Dal 2014 una quota del FNA, pari a 10 milioni di euro e poi 15 milioni, va a promuovere interventi innovativi in materia di vita indipendente ovvero quei progetti che – in linea con la Convenzione Onu – mettano la persona con disabilità nelle condizioni di scegliere, in piena libertà ed autonomia, come vivere, dove vivere e con chi vivere.

Molto più lunga invece la storia del Fondo Politiche Sociali, previsto inizialmente dalla Legge 449/1997 e ridefinito dalla Legge 328/2000. Questo fondo è la fonte nazionale di finanziamento per tutti gli interventi di assistenza alle persone e alle famiglie. Sul sito del Ministero del Lavoro e delle Politiche Sociali c’è la seguente definizione: «un fondo destinato alle Regioni per lo sviluppo della rete integrata di interventi e servizi sociali, come previsto dalla Legge 328/2000. Una quota del Fondo è inoltre attribuita al Ministero del lavoro e delle politiche sociali per gli interventi a carattere nazionale».

Pertanto è attraverso il Fondo Sociale che si finanziano i Piani Sociali Regionali e Piani Sociali di Zona, che territorio per territorio disegnano una rete integrata di servizi alla persona rivolti all’inclusione dei soggetti in difficoltà, o comunque all’innalzamento del livello di qualità della vita. Si tratta quindi di fondi che non finanziano specifiche progettualità – se non marginalmente – ma la rete ordinaria di interventi e servizi sociali. Il fondo quindi finanzia moltissime cose: servizi di cura delle persone, in particolare di cura dell’infanzia e degli anziani non autosufficienti, servizi e misure per favorire la permanenza al proprio domicilio, servizi per la prima infanzia, servizi territoriali comunitari, servizi residenziali per le fragilità, misure di inclusione sociale e di sostegno al reddito, interventi e servizi a contrasto della povertà e dell’esclusione sociale… Una parte del Fondo nazionale per le politiche sociali destinata al Ministero del lavoro e delle politiche sociali finanzia da anni un programma di prevenzione dell’allontanamento dei minorenni dalla famiglia di origine P.I.P.P.I. (programma di interventi per la prevenzione dell’istituzionalizzazione).
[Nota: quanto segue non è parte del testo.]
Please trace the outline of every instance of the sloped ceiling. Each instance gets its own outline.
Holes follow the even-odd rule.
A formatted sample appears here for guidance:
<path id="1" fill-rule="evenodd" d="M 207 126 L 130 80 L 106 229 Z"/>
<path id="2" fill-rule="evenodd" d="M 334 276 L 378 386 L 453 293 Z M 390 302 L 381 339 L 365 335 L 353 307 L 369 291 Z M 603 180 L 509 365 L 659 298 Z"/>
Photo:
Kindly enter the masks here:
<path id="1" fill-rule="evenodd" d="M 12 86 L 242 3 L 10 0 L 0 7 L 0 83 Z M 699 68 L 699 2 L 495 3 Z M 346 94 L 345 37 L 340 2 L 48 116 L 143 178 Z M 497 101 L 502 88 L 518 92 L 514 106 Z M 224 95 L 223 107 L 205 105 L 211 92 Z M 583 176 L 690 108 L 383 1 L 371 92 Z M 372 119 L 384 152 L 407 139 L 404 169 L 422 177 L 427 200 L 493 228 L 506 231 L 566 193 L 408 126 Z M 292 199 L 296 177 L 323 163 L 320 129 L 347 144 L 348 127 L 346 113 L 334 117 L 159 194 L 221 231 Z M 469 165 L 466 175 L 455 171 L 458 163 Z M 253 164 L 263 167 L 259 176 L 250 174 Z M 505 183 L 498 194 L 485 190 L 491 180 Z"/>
Il finanziamento massimo del Fondo Politiche Sociali risale al 2004 (Governo Berlusconi II): 1,884 miliardi di euro. Da allora gli stanziamenti sono scesi fino al minimo storico del 2012 (43,7 milioni di euro) per poi risalire (ad esempio nel 2013 il Fondo contava su 344,17 milioni di euro). Con la legge di stabilità del 2015 si è provveduto a dare al Fondo una dotazione finanziaria annua, strutturale, di 300 milioni a decorrere dal 2015. Significa a questo punto che per le Politiche Sociali c’è nel 2017 una cifra pari ad appena il 5% di quanto c’era a disposizione nel 2004, anno in cui il Fondo ha visto il suo massimo storico. Ma in mezzo, ricordiamolo, c’è stata la crisi, non le rose.